The message was about the Bronze Snake from Numbers 21:4-9
4 They traveled from Mount Hor along the route to the Red Sea, to go around Edom. But the people grew impatient on the way; 5 they spoke against God and against Moses, and said, “Why have you brought us up out of Egypt to die in the wilderness? There is no bread! There is no water! And we detest this miserable food!” 6 Then the LORD sent venomous snakes among them; they bit the people and many Israelites died. 7 The people came to Moses and said, “We sinned when we spoke against the LORD and against you. Pray that the LORD will take the snakes away from us.” So Moses prayed for the people. 8 The LORD said to Moses, “Make a snake and put it up on a pole; anyone who is bitten can look at it and live.” 9 So Moses made a bronze snake and put it up on a pole. Then when anyone was bitten by a snake and looked at the bronze snake, they lived.
They referenced that we have sinned and we have sorrow and when we look at the cross that Jesus died on that we will be saved. They had two large crosses standing in church that day and they asked people to come up to the cross and write their burdens on a piece of paper and nail it to the cross.
It was such a pivotal message and seeing the congregation go up and act on this. Since this was our first service, we sat back and watched. However, at the end of the service, Nathan said that we should write down Fibrous Dysplasia on a piece of paper and nail it to the cross. This was the first time that I’ve ever done something like this and physically nailing it to the cross felt like a true surrender of the burden we were carrying. We felt relieved to be able to hand it over to Jesus to carry this burden for us now.
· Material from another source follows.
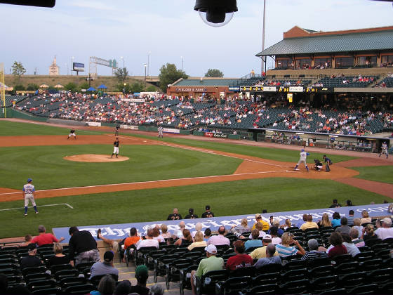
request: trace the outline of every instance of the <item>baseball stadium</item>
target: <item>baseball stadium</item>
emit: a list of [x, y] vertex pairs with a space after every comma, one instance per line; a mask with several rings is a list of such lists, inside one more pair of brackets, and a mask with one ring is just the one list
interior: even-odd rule
[[[97, 242], [101, 260], [112, 251], [118, 286], [140, 284], [146, 269], [145, 287], [168, 294], [392, 294], [393, 27], [294, 27], [256, 56], [274, 57], [274, 67], [236, 79], [179, 79], [166, 93], [140, 96], [6, 94], [1, 69], [0, 275], [8, 287], [36, 294], [99, 289], [96, 261], [53, 266], [53, 242], [30, 247], [28, 235], [51, 232], [77, 258], [76, 226]], [[124, 247], [133, 228], [157, 247]], [[208, 238], [206, 229], [207, 244], [189, 250], [202, 241], [187, 235]], [[210, 242], [216, 235], [228, 244]], [[255, 251], [274, 238], [277, 251], [291, 254], [279, 251], [279, 263], [258, 267], [271, 257]], [[248, 247], [251, 240], [260, 246]], [[33, 251], [40, 266], [22, 268]], [[206, 255], [229, 265], [244, 254], [252, 263], [190, 280]]]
Logan’s Surgery was June 11, 2019
Fast forward a couple of years and I felt the calling to get baptized. I really struggled with this because it seemed like something I wasn’t ready for and that I was baptized as an infant. However, this was a different baptism. This was a believer’s baptism and was one where I get to publicly display my love and life surrendered to Jesus. I didn’t realize that God was calling me to get baptized during the cold month of February and that it would be on stage at church, I definitely wanted to do a more lowkey event. As a baby, I was baptized by my parents on my mother’s birthday, it was a special time to have my parents and godparents baptize me into their faith and traditions. The believer’s baptism fell on my mother-in-law’s birthday and I recognized God’s timing with this and how significant it was to be able to do this on another motherly birthday. The baptism went well and as I was sitting on the couch later that evening scrolling through social media, I realized that the day that I was baptized on, was February 28th and RARE DISEASE DAY! How incredible is God?! To use the very thing that brought me back to Him and to celebrate that on the very same day that it is recognized worldwide! God is so good!!
My testimony doesn’t end here, it continues to evolve by daily surrendering to the Lord and seeking the Kingdom first. From cutting off my right pointer finger in an accident and learning to trust Him during that time to finding out that Logan would need surgery again, but not as soon as we were once told. God continues to show up and I give Him all the glory!
More to come in another long post about continued God stories!
Logan continues to be an amazing kid and his love for God, others, and basketball is awesome!